Sangha, 42, a dual US-British national, pleaded guilty in September to five felony drug charges, including one count of distributing ketamine resulting in death. She is the only defendant in the case whose plea deal included an explicit acknowledgement of causing Perry's death. She also admitted to selling drugs to a man named Cody McLaury in 2019, who died of an overdose hours later.

 

Perry was found floating face down in the hot tub of his Los Angeles home on 28th October 2023, aged 54. He had been undergoing legitimate ketamine infusions for depression and anxiety, but when his doctors refused to increase his dosage, he turned to illegal suppliers. Within weeks, he was dead from an acute ketamine overdose. Prosecutors said his dependence had been "spiralling out of control" in his final months, and that those around him exploited his addiction for financial gain. 

 

Sangha sold Perry 25 vials of ketamine, including the fatal dose, for $6,000 in cash four days before his death. She acknowledged selling 51 vials in total to an intermediary dealer, Erik Fleming, who passed them to Perry through the actor's live-in personal assistant, Kenneth Iwamasa, who then injected Perry with at least three shots.

 

At her sentencing hearing, Sangha told the judge: "I take full responsibility for my actions. These were horrible choices that ultimately proved tragic." She said she wears her shame "like a jacket" and acknowledged that her decisions "shattered people's lives and the lives of their family and friends." The judge noted, however, that Sangha had continued selling drugs for six months after Perry's death, and that she had shown no remorse during the years following her arrest.

 

Perry's stepmother Debbie Perry has urged the court to impose the maximum possible sentence. "You caused this... You who has talent for business enough to make money chose the one way that hurts people," she said in a victim impact statement. "Please give this heartless woman the maximum prison sentence so she won't be able to hurt other families like ours." Perry's stepfather, broadcast journalist Keith Morrison, spoke after the sentencing: "We miss Matthew dreadfully, of course, and I feel badly for the perpetrator here as well.

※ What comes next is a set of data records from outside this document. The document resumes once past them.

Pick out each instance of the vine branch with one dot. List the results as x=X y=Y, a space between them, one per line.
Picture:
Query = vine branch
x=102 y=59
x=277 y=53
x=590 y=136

Nobody won today."

 

Sangha had faced a theoretical maximum of 65 years. Her defence had argued for a sentence limited to time already served, which is around 20 months, pointing to her lack of prior record, her own history of substance abuse, and her work running weekly Narcotics Anonymous meetings since her arrest. Her lawyer Mark Geragos challenged the disparity between her sentence and those given to others in the case. "There's no way that Jasveen is five times more culpable than the person who injected Matthew Perry with the drug, or the doctor who got the drug," he told reporters.

 

Sangha is the third of five defendants to be sentenced. Doctor Salvador Plasencia, who supplied ketamine to Perry in his final weeks, received two and a half years. Doctor Mark Chavez, who fraudulently obtained ketamine and sold it to Plasencia, received eight months of home confinement. Iwamasa, Perry's assistant who purchased and administered the drugs, is due to be sentenced later this month, while Fleming is scheduled to face sentencing in June.